The 10 Laws of Career Reinvention by Pamela Mitchell

The 10 Laws of Career Reinvention by Pamela Mitchell

Author:Pamela Mitchell
Language: eng
Format: epub, pdf
Publisher: Penguin USA, Inc.


What if you have access to none of the Big Three?

The “Plan B” Job

An additional source of funding kicks in after you have exhausted the possibilities of keeping your job, leaning on your partner, or si-phoning off your savings. This fail-safe option is to take a temporary job—the less demanding, the better. This is your Plan B gig, just in case the money runs out sooner than expected. It can happen if you miscalculate how much to set aside or if your reinvention time frame takes longer than anticipated.

Did I say “if ”? I meant “when.”

Most people underestimate the amount of time involved in a reinvention. However long you think it will take, I recommend doubling that—at least from a funding perspective. Career reinvention requires an investment of six months to a year, minimum, of effort. Two years is fairly normal as well. Having a Plan B strategy in place will give you peace of mind and may even help you get where you’re going faster—you never know who you’re going to meet along the way.

I cannot tell you how many times I have seen people balk at the idea of taking another, lesser job, temporarily, to ease them through a cash crunch. From the way they carry on, you’d think I was talking about breaking rocks in the Gulag with a pickax. There was a woman who came to me and said, “I want to reinvent myself but I’m running out of money. I don’t want to get a job in the meantime because it will block my reinvention. What do you think I should do?”

I told her to go out and get a job.

I knew that unless she got her cash flow going to meet her basic needs, she would be hard-pressed to make any progress on the reinvention front.
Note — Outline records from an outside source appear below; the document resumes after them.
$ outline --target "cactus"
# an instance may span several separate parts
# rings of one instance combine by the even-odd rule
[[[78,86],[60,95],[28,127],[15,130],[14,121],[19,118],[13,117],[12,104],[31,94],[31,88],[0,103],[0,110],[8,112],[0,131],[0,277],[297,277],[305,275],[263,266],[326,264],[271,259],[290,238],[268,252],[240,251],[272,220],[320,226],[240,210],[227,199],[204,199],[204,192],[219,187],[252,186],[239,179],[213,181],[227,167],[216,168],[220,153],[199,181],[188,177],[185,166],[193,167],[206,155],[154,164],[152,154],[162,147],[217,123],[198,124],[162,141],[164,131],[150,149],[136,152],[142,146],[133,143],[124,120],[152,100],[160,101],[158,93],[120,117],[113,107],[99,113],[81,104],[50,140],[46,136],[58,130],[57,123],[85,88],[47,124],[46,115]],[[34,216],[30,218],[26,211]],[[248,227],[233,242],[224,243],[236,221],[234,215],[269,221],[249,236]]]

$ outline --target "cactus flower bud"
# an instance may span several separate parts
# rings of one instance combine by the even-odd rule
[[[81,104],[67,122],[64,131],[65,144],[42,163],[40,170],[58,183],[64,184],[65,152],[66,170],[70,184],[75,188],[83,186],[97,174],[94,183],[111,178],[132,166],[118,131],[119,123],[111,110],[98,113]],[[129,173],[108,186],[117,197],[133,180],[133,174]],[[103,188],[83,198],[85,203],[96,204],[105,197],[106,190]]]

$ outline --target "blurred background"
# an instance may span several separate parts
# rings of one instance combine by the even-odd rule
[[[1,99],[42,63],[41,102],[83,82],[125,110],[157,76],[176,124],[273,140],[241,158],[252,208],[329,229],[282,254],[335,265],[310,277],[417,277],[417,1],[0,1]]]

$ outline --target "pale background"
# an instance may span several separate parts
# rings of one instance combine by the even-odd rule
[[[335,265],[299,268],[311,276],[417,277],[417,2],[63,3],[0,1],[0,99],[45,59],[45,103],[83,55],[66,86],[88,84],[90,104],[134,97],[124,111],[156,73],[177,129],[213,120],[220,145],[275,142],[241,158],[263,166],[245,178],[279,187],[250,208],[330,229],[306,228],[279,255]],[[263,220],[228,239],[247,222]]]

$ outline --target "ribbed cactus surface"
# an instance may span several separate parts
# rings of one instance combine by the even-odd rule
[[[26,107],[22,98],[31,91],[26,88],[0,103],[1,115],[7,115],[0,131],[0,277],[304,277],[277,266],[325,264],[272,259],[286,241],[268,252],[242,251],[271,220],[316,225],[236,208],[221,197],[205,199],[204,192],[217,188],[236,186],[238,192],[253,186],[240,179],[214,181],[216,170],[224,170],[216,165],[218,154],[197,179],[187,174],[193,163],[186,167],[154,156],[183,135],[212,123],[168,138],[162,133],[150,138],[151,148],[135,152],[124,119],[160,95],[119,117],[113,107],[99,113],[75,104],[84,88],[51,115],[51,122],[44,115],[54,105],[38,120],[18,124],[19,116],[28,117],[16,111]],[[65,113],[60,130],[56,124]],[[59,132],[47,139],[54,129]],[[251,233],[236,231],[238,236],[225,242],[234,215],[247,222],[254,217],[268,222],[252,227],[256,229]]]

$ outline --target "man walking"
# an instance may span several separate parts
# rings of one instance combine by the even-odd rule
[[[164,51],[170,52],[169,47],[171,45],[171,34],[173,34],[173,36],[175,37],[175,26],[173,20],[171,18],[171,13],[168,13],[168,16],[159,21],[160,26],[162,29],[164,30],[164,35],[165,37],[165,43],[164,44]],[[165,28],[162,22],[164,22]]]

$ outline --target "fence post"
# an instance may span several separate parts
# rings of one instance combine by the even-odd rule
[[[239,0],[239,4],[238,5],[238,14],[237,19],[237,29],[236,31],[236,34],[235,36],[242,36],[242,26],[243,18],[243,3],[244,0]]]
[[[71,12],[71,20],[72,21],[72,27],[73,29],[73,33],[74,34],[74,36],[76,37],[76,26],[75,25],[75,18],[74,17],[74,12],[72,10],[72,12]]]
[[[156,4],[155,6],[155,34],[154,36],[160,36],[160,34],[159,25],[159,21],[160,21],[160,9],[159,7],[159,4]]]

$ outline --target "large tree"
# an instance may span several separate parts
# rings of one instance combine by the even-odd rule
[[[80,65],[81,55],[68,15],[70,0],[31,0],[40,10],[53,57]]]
The mental energy she needed to brainstorm ideas would be sapped by worrying about the rent. When my 401(k) money ran out after I left my Wall Street job, I moved on to Plan B and took an office-temp job. It was a painful, demoralizing experience. I was doing menial work even the assistants wouldn’t touch. One day I found myself standing at the photocopier, reduced to tears—here I was, a former director on Wall Street, and my biggest task was making copies!

During my three months as an office temp, a friend of a friend offered me a job. I turned it down because it would not have taken me closer to the entertainment field, my goal. “Fine,” said the woman. “When you give up your dream, you can come back and work for me.”

Give up my dream? Never. I would rather stand at a copier fixing a paper jam.

Your Plan B job is temporary. It’s strategic. Maybe I was collating and stapling, but I still had all the talent and skills and wherewithal that had gotten me that far. I was still me, even without the big title.

Two months after that woman told me to give up my dream, I started my wonderful new life in the entertainment field.